Qual è l‘elemento principale che ti fa venir voglia di sapere come finisce una storia?

Il conflitto!

Il conflitto è la scintilla che nasce dall’urto di due volontà che hanno motivazioni valide, ciascuna dal proprio punto di vista.

Senza quella scintilla non esiste storia da raccontare, perché non divamperà mai il fuoco della narrazione. Il conflitto è la divinità maggiore di ogni narrazione, è il lievito madre, il motore di ogni storia che si rispetti.

Una storia è un passaggio di corrente, che deve accendere una lampadina, e

per accendersi, è necessario che ci siano dei punti con differenza di tensione e questi punti sono dei piccoli conflitti all’interno del grande conflitto che è la storia nella sua totalità.
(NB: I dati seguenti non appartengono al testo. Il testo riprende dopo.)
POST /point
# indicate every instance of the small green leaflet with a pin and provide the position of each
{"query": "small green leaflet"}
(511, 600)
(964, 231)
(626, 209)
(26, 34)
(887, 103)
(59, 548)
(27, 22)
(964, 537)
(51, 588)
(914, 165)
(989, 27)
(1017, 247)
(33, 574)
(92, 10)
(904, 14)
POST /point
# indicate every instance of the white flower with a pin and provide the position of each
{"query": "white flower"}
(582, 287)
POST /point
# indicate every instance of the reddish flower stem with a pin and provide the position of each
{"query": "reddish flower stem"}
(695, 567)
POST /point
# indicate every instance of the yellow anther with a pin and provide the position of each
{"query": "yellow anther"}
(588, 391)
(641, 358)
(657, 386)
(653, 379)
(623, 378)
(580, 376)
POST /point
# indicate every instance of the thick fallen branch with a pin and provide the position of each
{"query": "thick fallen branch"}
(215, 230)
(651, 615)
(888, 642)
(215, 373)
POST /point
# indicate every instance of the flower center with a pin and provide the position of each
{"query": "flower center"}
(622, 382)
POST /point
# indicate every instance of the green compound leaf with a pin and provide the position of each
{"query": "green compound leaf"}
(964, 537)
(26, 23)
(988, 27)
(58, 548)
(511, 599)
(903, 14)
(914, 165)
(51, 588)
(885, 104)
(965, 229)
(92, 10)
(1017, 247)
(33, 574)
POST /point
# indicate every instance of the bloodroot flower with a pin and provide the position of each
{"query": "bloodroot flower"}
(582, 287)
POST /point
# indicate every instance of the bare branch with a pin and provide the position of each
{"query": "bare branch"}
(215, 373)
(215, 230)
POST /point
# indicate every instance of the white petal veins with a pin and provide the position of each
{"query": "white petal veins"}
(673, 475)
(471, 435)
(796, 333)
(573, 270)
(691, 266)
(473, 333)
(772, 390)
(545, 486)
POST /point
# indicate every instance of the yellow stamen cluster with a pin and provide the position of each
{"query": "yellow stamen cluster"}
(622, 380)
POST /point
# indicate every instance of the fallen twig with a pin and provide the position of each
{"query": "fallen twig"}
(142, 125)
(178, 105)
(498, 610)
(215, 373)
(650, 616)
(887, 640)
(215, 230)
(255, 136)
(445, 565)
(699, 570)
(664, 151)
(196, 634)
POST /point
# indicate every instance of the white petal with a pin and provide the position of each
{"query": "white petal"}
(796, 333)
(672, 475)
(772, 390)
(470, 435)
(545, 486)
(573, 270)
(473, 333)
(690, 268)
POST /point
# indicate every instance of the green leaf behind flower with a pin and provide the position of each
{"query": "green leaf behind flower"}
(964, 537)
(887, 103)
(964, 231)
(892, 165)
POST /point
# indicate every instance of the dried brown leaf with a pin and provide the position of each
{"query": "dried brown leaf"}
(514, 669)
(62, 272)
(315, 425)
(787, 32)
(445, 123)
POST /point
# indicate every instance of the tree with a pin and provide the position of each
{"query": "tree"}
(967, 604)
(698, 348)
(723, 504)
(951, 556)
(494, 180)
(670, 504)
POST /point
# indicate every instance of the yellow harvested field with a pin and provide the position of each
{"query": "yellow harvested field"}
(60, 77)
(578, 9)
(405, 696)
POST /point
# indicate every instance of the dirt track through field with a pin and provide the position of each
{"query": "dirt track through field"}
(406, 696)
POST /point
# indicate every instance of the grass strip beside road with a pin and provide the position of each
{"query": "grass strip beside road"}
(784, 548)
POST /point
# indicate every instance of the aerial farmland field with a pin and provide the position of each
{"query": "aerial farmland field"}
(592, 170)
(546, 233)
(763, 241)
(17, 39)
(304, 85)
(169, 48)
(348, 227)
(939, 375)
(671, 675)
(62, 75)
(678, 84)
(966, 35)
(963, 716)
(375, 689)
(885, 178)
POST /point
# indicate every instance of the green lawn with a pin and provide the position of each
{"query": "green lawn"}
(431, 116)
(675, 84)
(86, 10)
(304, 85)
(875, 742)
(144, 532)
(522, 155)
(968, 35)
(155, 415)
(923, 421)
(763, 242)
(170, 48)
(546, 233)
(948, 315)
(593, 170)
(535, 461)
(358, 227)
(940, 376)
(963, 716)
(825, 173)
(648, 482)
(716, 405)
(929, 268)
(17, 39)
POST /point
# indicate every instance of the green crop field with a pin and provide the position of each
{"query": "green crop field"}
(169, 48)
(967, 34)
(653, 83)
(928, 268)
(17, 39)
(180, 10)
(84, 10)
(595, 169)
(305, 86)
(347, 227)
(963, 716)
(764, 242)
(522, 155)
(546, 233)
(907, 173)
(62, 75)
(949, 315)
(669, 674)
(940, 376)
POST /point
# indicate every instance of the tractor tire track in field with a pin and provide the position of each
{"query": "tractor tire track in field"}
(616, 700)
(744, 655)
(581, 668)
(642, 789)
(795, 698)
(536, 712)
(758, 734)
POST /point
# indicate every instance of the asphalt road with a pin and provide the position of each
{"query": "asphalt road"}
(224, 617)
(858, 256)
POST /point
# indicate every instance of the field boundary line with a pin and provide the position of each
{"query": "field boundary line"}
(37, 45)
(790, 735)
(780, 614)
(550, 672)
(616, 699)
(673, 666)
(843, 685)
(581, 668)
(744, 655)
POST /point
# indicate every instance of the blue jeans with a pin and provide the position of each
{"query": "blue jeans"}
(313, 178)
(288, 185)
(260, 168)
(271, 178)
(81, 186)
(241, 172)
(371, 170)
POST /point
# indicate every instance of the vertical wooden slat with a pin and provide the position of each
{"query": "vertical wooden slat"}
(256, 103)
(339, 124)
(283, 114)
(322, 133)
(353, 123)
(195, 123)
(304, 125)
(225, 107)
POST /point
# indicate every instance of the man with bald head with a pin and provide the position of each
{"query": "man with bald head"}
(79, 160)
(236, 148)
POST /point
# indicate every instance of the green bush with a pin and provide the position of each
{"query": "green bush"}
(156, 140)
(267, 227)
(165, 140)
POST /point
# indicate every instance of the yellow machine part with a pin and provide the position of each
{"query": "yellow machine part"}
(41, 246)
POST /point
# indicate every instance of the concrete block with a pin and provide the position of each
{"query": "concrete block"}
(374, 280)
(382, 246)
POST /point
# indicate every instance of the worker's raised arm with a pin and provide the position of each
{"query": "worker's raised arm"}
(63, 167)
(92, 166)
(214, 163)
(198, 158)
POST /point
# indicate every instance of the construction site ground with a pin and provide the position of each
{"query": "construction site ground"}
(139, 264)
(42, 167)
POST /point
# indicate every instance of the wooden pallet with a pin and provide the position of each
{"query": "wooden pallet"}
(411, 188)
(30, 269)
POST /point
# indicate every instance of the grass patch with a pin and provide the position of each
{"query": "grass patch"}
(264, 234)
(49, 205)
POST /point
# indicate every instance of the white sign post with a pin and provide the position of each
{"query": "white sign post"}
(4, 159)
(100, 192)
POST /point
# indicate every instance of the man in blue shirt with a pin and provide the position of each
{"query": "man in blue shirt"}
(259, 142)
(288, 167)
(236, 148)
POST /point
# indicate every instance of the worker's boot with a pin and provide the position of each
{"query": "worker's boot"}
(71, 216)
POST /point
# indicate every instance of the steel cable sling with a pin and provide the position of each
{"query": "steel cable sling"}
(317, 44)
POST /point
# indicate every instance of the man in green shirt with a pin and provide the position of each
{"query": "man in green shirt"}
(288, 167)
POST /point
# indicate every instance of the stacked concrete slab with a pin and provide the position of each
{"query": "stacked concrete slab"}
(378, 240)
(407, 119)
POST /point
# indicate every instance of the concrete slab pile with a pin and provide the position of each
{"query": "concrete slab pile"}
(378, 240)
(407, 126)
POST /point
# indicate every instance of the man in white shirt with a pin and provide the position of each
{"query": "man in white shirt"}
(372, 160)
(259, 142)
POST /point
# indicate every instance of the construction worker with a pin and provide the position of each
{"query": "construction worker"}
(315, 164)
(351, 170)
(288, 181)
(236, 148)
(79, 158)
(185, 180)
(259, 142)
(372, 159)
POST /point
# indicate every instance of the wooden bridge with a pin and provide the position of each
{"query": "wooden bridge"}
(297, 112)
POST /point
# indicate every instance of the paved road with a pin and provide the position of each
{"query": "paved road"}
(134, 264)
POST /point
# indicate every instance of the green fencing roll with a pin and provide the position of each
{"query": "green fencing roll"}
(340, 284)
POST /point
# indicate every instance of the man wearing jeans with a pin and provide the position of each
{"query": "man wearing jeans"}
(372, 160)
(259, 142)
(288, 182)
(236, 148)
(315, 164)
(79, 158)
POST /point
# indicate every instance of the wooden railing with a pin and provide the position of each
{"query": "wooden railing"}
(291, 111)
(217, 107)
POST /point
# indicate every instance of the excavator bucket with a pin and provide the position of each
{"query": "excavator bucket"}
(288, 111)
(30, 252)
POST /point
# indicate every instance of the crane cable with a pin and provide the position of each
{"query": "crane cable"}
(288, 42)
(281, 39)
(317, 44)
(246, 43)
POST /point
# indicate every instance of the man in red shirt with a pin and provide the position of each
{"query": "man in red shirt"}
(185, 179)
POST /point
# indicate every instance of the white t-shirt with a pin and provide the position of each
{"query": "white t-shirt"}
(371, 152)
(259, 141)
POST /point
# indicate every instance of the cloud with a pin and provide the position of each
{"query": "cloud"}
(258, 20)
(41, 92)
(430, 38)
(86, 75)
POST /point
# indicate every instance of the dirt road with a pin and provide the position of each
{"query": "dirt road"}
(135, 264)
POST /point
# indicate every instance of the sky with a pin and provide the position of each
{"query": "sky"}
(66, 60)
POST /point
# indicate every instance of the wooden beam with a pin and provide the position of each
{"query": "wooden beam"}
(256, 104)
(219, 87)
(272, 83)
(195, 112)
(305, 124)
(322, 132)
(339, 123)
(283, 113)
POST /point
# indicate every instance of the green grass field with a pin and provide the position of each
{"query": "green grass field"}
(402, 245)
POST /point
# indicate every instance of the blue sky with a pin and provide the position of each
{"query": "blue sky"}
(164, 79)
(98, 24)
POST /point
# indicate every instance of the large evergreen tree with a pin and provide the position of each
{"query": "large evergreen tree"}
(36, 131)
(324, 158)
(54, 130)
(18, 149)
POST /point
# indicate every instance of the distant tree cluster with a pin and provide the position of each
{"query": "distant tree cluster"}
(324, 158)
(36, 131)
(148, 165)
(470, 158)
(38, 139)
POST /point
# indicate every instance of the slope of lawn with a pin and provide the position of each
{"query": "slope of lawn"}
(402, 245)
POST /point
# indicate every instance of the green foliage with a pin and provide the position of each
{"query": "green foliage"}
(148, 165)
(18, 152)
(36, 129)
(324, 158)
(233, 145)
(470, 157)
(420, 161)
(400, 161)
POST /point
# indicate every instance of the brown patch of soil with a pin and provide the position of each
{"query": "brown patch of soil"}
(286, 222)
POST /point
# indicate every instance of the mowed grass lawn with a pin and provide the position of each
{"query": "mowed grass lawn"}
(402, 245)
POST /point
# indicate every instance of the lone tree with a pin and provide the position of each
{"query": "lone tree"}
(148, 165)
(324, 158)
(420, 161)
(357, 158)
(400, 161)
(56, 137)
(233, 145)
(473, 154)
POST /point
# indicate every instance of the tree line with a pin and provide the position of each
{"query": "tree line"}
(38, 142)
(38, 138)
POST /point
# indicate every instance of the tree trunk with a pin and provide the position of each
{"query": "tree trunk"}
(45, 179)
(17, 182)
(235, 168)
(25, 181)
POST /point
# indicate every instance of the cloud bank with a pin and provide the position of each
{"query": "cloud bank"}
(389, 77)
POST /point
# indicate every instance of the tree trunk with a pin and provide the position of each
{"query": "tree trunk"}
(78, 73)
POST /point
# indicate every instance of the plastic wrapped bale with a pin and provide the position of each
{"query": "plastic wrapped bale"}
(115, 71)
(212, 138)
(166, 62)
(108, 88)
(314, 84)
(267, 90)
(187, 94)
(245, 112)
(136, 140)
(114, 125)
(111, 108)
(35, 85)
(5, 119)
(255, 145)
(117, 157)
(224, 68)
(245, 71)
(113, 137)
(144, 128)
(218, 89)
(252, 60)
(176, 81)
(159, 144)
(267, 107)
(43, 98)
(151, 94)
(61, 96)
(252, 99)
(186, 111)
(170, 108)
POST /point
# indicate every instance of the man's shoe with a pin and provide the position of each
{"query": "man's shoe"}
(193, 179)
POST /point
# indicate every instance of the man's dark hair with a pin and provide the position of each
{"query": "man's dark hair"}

C’è un modo per capire se la lampadina si accenderà?

Imparare a raccontare

Sei nel bel mezzo di un blocco creativo?

Non capisci perché la tua narrazione si sia inceppata e quindi come rimetterla in moto?

Quasi quasi molli tutto?

Lo so è frustrante. Per carità, fallire non è la fine del mondo e forse il successo non è altro che quella boccata di aria fresca tra un fallimento e l’altro.

Ma non è meglio ottimizzare le energie e ottenere l’obbiettivo, piuttosto che continuare a fallire?

Fortunatamente esistono delle tecniche per riparare una narrazione e per scrivere una bella storia.

Una storia è un meccanismo e come tutti i meccanismi, si può inceppare.

Cosa fa un meccanico quando una macchina non funziona? Smonta il motore, cerca il pezzo che non funziona, lo ripara, rimonta il motore e, se la macchina si muove di nuovo, ha raggiunto l’obbiettivo ed ottiene la ricompensa.